# Another Electrostatics Problem

1. Mar 6, 2005

### AKG

Problem: A metal sphere of radius R carries a total charge Q. What is the force of repulsion between the "northern" hemisphere and the "southern" hemisphere?

My book gives a formula for the electrostatic pressure:

$$P = \frac{\sigma ^2}{2\epsilon _0}$$

pushing the surface outwards (and hence pushing the northern hemisphere away from the southern one). I can find $\sigma$:

$$\sigma = \frac{Q}{4\pi R^2}$$

so I get:

$$P = \frac{Q^2}{32\pi ^2 \epsilon _0 R^4}$$

The force acting on one hemisphere will be the pressure times the area of that hemisphere, which is just $2\pi \R^2$, so I get:

$$F = \frac{Q^2}{16\pi \epsilon _0 R^2}$$

Is this right?
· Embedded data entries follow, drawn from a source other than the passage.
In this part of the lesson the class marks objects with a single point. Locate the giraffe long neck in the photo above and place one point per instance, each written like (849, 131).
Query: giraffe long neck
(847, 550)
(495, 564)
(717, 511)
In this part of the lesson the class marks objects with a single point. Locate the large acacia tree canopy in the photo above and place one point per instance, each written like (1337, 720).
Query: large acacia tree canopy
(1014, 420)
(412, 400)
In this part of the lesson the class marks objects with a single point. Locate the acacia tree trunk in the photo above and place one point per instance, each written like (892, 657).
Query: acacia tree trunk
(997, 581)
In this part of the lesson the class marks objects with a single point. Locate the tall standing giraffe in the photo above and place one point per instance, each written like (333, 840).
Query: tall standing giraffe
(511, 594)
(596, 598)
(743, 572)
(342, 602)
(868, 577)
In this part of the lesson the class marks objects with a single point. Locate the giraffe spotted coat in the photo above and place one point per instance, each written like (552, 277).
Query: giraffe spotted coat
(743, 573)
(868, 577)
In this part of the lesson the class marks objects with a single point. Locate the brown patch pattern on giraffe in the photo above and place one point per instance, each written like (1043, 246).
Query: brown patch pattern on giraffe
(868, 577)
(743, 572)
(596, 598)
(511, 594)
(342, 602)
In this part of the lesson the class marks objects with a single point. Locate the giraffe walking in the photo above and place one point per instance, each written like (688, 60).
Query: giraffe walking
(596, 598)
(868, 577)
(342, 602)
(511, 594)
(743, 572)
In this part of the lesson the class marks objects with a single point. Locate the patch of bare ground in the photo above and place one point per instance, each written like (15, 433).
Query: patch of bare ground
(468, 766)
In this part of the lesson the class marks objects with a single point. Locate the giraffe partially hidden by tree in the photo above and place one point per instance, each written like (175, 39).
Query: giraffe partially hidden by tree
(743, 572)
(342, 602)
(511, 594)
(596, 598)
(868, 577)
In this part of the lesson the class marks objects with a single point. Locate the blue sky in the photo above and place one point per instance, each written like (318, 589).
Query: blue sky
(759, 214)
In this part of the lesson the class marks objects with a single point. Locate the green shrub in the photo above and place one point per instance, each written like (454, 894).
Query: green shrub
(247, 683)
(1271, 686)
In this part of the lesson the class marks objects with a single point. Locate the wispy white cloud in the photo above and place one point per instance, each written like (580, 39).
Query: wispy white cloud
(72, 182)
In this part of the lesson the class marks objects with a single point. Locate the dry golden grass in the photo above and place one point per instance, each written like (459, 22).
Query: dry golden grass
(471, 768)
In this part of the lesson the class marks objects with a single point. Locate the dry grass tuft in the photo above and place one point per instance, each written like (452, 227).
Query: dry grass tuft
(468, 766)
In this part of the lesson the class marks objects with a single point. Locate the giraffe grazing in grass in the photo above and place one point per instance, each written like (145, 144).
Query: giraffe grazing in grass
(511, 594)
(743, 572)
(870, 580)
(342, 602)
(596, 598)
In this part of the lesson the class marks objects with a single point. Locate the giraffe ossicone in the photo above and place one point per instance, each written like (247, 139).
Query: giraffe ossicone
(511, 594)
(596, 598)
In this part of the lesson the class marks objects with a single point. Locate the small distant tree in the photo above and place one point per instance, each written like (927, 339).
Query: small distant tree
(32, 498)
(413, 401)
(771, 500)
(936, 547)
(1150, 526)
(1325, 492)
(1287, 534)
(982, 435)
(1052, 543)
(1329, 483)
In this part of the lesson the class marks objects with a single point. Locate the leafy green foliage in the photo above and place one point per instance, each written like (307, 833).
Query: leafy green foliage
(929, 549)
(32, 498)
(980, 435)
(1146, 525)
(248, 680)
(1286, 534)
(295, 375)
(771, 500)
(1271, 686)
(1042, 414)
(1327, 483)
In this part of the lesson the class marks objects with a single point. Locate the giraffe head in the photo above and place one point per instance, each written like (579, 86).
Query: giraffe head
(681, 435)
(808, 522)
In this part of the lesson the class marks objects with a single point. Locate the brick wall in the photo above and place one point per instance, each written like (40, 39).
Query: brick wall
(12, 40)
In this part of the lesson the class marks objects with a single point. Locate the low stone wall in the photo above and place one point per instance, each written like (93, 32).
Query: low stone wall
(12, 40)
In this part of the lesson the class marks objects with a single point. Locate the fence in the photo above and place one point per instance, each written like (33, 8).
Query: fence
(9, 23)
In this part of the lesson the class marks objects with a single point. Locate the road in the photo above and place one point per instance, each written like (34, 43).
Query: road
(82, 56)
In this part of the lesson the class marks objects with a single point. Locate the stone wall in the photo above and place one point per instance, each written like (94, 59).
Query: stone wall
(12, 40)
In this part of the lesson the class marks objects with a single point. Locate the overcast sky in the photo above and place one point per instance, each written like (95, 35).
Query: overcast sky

The whole problem seems weird to begin with, I'm not sure if the numbers I'm using actually give me the quantity I'm looking for, and not just some other quantity related to the system. So is this right? Thanks.

2. Mar 7, 2005

### StatusX

That looks ok. I'm not sure what your confused about.

3. Mar 7, 2005

### AKG

Thanks. I was confused because the book doesn't talk about spherical objects (although it says that the formula for pressure applies to any conductor), but things like flat surfaces. In a flat surface, you would still see this force, but it wouldn't make sense to think of the force in terms of a repulsion from some other conducting surface, since there is none. I wasn't sure why in this case the force was being called the force of repulsion. The force acting on one hemisphere didn't seem to be the force of repulsion due to the other hemisphere, but rather just the same type of force that exists for "open" surfaces when there isn't even any other hemisphere to repel it.